Product development is inevitable

08 June 2016


RiTo No. 33, 2016

  • Indrek Tammeaid

    CEO at Finsight Ltd., Entrepreneur, business angel and innovation expert

When analysing the economic growth of Estonia that has slowed down, and the factors that influence the growth of productivity, it is inevitable to pay greater attention to the issues of product development. If product development is scarce, the goods produced and exported remain valued lower, and there is no movement from the raw material based economic model to the innovation model with greater added values.
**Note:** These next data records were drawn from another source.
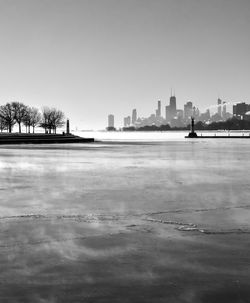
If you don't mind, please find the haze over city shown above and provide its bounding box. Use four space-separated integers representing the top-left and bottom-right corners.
0 0 250 129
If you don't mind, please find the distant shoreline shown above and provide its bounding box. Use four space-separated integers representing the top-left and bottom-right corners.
0 133 95 145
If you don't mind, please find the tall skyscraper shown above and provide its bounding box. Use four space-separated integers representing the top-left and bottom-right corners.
132 109 137 124
156 100 161 118
218 98 221 117
222 102 227 119
108 115 115 127
184 101 193 120
169 96 176 118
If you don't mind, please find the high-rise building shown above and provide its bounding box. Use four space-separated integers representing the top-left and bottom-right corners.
156 100 161 118
222 101 227 119
184 101 193 120
132 109 137 124
108 115 115 127
233 102 250 118
169 96 176 118
218 98 221 117
165 105 172 123
123 116 131 127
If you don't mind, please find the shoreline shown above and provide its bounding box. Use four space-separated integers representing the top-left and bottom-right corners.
0 133 95 145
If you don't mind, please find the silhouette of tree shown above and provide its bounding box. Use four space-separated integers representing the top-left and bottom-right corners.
11 102 27 133
0 116 7 132
23 106 41 134
0 103 16 133
40 107 65 134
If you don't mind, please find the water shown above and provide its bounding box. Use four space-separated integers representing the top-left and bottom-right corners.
0 132 250 302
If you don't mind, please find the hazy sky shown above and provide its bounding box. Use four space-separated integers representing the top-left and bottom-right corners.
0 0 250 129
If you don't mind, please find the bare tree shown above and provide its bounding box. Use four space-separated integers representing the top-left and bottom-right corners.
0 116 7 133
11 102 27 133
40 107 65 134
30 107 41 134
51 108 65 134
0 103 16 133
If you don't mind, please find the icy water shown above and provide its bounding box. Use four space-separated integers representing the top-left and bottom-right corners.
0 132 250 302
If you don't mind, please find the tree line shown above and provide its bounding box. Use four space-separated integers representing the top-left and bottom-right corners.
0 102 65 134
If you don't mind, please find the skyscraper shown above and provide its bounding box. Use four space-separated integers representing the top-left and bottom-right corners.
222 102 227 119
169 96 176 119
108 115 115 127
218 98 221 117
184 101 193 120
132 109 137 124
156 100 161 118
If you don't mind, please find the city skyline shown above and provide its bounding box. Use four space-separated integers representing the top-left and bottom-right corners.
108 91 242 128
0 0 250 129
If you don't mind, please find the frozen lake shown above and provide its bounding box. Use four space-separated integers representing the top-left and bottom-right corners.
0 132 250 302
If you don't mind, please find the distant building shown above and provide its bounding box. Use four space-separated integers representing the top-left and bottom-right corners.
156 100 161 118
132 109 137 125
218 98 222 117
233 102 250 119
165 105 172 123
123 116 131 127
222 102 227 120
184 101 193 121
169 96 176 118
108 115 115 128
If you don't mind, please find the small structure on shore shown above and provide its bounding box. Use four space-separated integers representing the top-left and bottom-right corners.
187 117 198 138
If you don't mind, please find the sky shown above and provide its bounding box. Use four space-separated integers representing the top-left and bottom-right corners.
0 0 250 130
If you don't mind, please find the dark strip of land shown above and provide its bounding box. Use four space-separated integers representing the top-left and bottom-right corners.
185 135 250 139
0 133 94 144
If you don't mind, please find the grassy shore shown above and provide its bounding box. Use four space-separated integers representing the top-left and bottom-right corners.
0 133 94 144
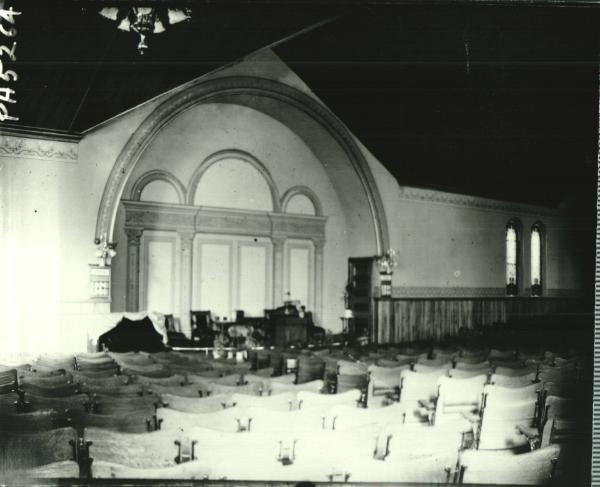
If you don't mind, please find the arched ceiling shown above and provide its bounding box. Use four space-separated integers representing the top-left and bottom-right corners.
3 0 600 212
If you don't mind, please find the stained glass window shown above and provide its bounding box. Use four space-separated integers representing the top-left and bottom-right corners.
506 222 519 296
531 223 542 296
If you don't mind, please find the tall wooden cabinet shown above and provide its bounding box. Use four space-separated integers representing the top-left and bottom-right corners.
346 257 377 340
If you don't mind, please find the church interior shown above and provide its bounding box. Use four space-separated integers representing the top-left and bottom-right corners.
0 0 600 486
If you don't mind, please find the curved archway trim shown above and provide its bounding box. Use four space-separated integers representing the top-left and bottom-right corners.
130 169 186 204
186 149 281 212
281 186 323 216
95 76 389 254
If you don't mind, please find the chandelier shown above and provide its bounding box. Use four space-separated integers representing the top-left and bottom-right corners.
100 7 191 54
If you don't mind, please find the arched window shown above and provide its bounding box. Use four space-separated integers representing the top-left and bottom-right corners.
506 221 519 296
531 223 543 296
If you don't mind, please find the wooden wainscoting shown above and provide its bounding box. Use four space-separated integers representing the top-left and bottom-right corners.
372 297 580 343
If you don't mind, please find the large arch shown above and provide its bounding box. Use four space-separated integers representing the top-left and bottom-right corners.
96 76 389 254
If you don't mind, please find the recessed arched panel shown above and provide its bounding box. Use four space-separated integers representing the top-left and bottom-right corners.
96 76 389 253
281 186 323 216
140 179 179 203
188 151 278 211
130 169 185 204
285 194 316 215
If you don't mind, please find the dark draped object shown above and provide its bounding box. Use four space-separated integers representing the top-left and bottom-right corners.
98 316 166 353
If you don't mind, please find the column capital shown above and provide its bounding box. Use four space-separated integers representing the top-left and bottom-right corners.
271 235 287 248
125 228 144 245
177 231 196 254
312 238 325 252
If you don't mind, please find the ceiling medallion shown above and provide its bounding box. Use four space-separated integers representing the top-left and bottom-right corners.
100 7 192 54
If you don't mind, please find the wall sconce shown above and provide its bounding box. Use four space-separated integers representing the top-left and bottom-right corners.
94 237 117 267
100 7 192 54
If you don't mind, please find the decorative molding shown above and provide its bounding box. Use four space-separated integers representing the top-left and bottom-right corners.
400 186 563 218
0 122 83 143
122 200 198 232
392 286 506 298
374 286 582 299
0 134 79 162
540 288 585 298
96 76 389 253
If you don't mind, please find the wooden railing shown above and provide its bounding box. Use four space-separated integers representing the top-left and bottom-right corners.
371 297 581 343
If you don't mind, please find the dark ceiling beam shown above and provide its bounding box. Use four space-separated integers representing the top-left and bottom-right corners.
63 0 600 5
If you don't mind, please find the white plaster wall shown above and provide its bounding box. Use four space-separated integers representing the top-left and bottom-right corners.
113 103 349 330
357 140 584 291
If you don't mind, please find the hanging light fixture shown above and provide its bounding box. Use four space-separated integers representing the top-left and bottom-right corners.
100 7 191 54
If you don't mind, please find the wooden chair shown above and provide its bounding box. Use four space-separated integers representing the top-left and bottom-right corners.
156 408 243 433
454 355 492 370
83 427 181 468
121 364 173 381
519 395 586 449
476 399 538 450
209 383 264 396
489 372 537 388
161 394 231 413
16 368 67 379
367 365 410 408
2 460 79 485
230 392 300 412
19 374 73 387
19 383 81 397
133 374 187 387
297 389 362 409
70 366 121 382
412 360 453 375
493 365 537 380
324 403 406 431
344 423 463 484
31 355 75 372
144 384 205 398
75 354 116 369
0 369 19 395
0 427 78 472
91 460 212 480
458 445 560 485
483 383 543 406
263 380 325 396
15 394 91 412
488 348 518 364
81 384 146 397
109 352 156 366
400 368 447 422
421 375 487 425
90 394 161 415
66 411 156 435
248 406 332 436
448 362 491 379
0 409 68 435
75 357 119 372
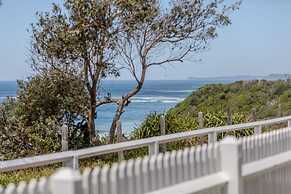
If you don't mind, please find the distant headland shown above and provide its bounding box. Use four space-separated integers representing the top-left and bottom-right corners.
188 73 291 81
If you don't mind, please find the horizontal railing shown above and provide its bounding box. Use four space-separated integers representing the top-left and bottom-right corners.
0 116 291 172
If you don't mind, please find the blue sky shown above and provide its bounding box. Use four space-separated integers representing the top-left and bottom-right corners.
0 0 291 80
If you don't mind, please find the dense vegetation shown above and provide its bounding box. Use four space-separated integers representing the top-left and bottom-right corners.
0 80 291 184
169 80 291 119
132 80 291 142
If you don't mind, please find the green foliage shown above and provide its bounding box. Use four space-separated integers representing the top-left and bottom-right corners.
0 71 87 159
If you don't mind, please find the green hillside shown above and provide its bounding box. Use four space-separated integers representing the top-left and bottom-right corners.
169 80 291 119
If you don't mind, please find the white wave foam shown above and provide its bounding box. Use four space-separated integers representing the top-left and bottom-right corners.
132 96 184 103
154 90 194 93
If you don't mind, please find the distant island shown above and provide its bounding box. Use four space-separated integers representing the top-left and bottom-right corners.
188 73 291 81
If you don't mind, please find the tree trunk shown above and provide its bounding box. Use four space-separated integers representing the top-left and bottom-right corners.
87 87 97 144
108 101 124 144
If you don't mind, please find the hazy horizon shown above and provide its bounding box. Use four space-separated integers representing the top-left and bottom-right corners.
0 0 291 81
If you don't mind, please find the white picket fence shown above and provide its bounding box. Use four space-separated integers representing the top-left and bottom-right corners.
0 127 291 194
0 116 291 172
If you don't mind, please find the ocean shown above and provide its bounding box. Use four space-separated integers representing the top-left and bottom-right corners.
0 80 230 133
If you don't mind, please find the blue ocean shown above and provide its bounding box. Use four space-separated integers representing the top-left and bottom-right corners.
0 80 233 133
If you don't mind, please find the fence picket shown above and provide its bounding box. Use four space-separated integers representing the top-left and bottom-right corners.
134 158 144 194
27 179 37 194
4 183 17 194
82 168 92 194
16 181 28 194
100 165 110 194
91 167 102 194
126 160 136 194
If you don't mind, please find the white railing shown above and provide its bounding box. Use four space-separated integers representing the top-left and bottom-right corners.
0 127 291 194
0 116 291 172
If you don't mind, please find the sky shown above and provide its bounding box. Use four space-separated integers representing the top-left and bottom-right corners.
0 0 291 80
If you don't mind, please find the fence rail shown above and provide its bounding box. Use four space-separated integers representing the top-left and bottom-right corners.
0 116 291 172
0 127 291 194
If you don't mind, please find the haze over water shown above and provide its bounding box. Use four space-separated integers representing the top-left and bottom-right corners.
0 80 233 133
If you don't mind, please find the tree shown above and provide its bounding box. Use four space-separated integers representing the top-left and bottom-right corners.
31 0 118 142
110 0 240 143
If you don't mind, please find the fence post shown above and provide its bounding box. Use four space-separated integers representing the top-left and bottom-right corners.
63 156 79 170
198 112 204 129
61 124 69 151
149 142 159 156
116 120 124 161
227 107 232 125
220 137 243 194
208 132 217 144
254 125 262 135
160 115 167 152
50 168 83 194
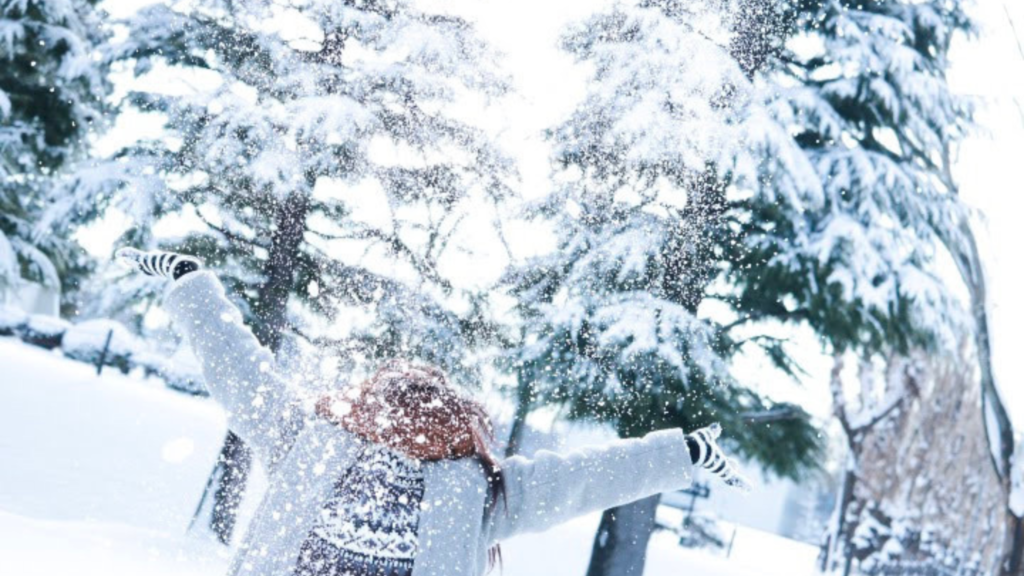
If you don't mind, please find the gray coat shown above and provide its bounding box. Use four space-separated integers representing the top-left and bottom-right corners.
165 272 691 576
Also, without product development, many companies remain companies “intermediating work time resources”. The limited innovation absorption capacity – capacity to find and implement new know-how and technologies to increase productivity – of companies significantly reduces the development of productivity, including products. In this context, five central hindering factors may be highlighted. First, confusion in the roles, indicators and terms of science, innovation and the private sector. Second, low intellectual property intensity and awareness of the Estonian economy and economic policy. Third, the lack of an innovation policy on the part of undertakings and the professional and central confederations in industry. Fourth, undertakings, developers of economic policy and universities lack a clear shared situational awareness of the innovation environment, the roles of technology transfer structures, and the division of tasks. A functioning and effective knowledge transfer environment is a precondition for the functioning of a competitive information society – the central infrastructure of a knowledge intensive society, and not merely one of the side activities of universities. Fifth, despite the noticeable development of the Estonian venture capital market, continuing attention to increasing the investment management capability is also necessary, besides increasing the volume of investments.